Other key points from Harvard's write up include:
- Liberate yourself from smoking
- Quitting at any age progressively reduces risk of dying from cancer related to smoking- but the best results come from quitting before age 50.
- People who quit can repair some if not all of the damage done by smoking.
- Risk of heart disease begins to drop 5 months from quitting smoking.
- Within 2-4 years of quitting your risk of stroke is equal to that of a non-smoker.
- You can gain a nutritional edge on chronic disease.
- get 5 servings of fruits and veggies a day
- get 9 servings for best results
- choose fruits and veggies that vary in color to maximize nutrient intake
- Eat healthy fats
- AHA suggests to eat fish high in omega-3's like salmon, trout, or mackerel twice a week unless you have coronary artery disease. If you have documented coronary artery disease consume 1 gram a day of EPA or DHA from oily fish and supplements if your doctor advises this.
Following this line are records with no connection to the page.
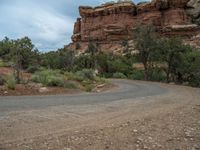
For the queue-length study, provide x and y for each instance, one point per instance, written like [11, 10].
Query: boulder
[194, 10]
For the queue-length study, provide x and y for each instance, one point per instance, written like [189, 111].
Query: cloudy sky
[49, 23]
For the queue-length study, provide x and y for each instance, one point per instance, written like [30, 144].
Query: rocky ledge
[113, 22]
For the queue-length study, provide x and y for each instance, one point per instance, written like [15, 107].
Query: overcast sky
[49, 23]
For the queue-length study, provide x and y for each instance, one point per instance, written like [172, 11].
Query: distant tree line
[164, 59]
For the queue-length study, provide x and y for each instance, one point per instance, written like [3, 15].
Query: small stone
[145, 147]
[43, 90]
[6, 92]
[135, 131]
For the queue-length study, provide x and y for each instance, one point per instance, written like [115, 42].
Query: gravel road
[134, 115]
[127, 89]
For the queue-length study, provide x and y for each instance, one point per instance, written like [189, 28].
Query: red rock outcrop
[113, 22]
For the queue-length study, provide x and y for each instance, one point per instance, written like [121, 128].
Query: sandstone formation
[113, 22]
[194, 10]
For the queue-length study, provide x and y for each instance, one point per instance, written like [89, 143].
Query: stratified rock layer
[113, 22]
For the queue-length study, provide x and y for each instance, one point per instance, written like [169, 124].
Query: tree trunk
[145, 72]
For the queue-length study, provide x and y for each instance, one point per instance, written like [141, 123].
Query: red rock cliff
[115, 21]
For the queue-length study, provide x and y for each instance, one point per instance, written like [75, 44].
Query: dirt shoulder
[167, 121]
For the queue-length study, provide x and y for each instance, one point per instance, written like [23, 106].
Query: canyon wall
[113, 22]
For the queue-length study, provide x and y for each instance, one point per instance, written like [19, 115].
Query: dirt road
[136, 115]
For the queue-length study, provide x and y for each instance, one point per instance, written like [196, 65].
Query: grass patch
[10, 82]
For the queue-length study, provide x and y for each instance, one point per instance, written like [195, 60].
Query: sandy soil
[168, 122]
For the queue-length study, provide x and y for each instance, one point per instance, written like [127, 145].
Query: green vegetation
[119, 75]
[162, 59]
[48, 78]
[10, 82]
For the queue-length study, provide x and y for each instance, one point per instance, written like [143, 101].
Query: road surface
[127, 89]
[135, 115]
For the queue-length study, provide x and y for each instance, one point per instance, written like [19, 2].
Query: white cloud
[47, 28]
- Avoid trans-fats altogether
- Carbs are not create equal
- aim for whole-grain foods
- explore lesser known whole grains like barley, bulgur, kasha, and quinoa
- limit white breads and white potatoes
- Choose protein wisely
- Look for plant-based proteins to limit unhealthy fats found with animal proteins.
- Our resident family doctor asks for more data that supports this fat-phobia and plant over meat diet recommendation. Doc tends to recommend animal proteins so long as they are not overly processed and cooked in a healthy manner- ethically raised, slaughtered, and distributed is an idea worth supporting. Even so, check with your medical provider for personalized nutritional advice.
- Weight management suggestions
- Work with your doctor, a nutritionists, and a trainer to set reasonable goals and support small steps for success.
- Tell friends and family about your goals
- Shut down the kitchen after dinner
- Eat well, eat slowly, enjoy your food
- A moderately active person (30 minutes of exercise a day) needs 15 calories of food for each pound of body weight
- To lose 1 pound per week look to reduce or burn 500 calories a day
- Increase daily physical activity (Key Guidelines for Adults from health.gov)
- Adults should move more and sit less throughout the day. Some physical activity is better than none. Adults who sit less and do any amount of moderate-tovigorous physical activity gain some health benefits.
- For substantial health benefits, adults should do at least 150 minutes (2 hours and 30 minutes) to 300 minutes (5 hours) a week of moderate-intensity, or 75 minutes (1 hour and 15 minutes) to 150 minutes (2 hours and 30 minutes) a week of vigorous-intensity aerobic physical activity, or an equivalent combination of moderate- and vigorous-intensity aerobic activity. Preferably, aerobic activity should be spread throughout the week.
- Additional health benefits are gained by engaging in physical activity beyond the equivalent of 300 minutes (5 hours) of moderate-intensity physical activity a week.
- Adults should also do muscle-strengthening activities of moderate or greater intensity and that involve all major muscle groups on 2 or more days a week, as these activities provide additional health benefits.